Ganbari means persistence, steadfastness to a purpose or course of action.
Shikata Ga Nai
Acceptance with Resignation
Shikata-ga-nai is acceptance of fate circumstances that cannot be helped. Japanese believe that when there is no other alternative, one must accept one’s fate and circumstances, no matter how unfortunate.
Kansha means gratitude, being grateful or thankful by expressing one’s appreciation.
Chūgi means loyalty, the consistent adherence to a cause, principle, or person. Chūgi is defined as faithfulness, truth, and fidelity.
Sekinin means responsibility, being accountable or answerable to something within one’s power. It is taking care of self and others, fulfilling obligations, contributing to the community and building a better world.
Haji means shame. Japanese culture is predominately one of shame whereas American culture is identified as a guilt culture. Among the Japanese, shame extends to the family and serves as a deterrent for unacceptable behavior. Children of Japanese families are reminded never to bring shame to the family.
Hokori means pride, the antithesis of haji.

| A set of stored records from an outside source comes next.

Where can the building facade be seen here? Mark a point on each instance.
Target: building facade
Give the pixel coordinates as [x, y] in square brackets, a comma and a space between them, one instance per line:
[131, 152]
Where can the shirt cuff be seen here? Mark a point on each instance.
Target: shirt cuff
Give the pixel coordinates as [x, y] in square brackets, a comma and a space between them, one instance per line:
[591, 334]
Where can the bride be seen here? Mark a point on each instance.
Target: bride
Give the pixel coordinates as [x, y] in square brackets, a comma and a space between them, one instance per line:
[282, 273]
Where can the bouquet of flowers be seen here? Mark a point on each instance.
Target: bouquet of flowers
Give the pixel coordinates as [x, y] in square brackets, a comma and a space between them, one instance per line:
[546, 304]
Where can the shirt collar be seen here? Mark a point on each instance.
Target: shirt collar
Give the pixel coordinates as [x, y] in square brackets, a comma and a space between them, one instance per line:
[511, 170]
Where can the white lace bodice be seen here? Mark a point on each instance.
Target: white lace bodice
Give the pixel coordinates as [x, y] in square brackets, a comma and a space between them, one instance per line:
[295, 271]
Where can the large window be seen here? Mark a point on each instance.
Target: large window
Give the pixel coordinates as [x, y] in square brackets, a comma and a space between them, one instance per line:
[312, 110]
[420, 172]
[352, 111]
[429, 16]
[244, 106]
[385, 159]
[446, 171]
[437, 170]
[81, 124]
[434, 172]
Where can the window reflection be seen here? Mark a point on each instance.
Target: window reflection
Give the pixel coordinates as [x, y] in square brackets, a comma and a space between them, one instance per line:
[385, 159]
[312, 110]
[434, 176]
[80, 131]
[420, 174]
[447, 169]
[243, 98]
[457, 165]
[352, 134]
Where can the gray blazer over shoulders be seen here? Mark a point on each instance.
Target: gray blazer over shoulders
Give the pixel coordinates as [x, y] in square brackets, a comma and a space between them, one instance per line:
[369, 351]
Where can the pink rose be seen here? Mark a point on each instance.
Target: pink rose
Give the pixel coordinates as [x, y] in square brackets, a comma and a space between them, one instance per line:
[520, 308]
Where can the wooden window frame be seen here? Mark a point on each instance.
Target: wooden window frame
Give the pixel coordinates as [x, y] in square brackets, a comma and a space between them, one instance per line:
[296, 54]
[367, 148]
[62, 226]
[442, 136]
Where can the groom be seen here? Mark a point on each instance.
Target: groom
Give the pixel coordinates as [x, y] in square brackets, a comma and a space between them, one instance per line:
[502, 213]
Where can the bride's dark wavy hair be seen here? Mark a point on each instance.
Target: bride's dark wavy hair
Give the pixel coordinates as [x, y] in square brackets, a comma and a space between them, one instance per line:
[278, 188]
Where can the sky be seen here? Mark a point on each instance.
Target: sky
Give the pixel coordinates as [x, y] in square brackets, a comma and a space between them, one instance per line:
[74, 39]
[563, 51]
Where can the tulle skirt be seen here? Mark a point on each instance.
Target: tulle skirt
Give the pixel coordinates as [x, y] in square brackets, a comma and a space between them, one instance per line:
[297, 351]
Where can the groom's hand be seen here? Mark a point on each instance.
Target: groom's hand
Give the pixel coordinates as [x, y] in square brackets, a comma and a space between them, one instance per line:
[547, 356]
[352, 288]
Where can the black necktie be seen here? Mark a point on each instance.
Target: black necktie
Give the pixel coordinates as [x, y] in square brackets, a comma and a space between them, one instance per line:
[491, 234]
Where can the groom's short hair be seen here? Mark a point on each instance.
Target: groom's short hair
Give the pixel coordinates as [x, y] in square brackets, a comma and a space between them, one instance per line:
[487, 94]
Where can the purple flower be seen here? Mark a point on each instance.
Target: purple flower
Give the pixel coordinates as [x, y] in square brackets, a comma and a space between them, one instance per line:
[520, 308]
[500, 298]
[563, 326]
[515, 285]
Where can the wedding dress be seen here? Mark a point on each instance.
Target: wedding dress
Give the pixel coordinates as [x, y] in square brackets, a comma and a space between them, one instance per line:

It is a time of glory or triumph for a person.
Meiyo means honor, attaining distinction, prestige, fame and dignity.
Sense of Duty
Giri means moral obligation, repayment of kindness with kindness, or reciprocal gift-giving. Doing good for someone with a sense of duty is considered giri.
Gisei means sacrifice, giving up one thing for another. It is surrendering something of value for the sake of a higher goal.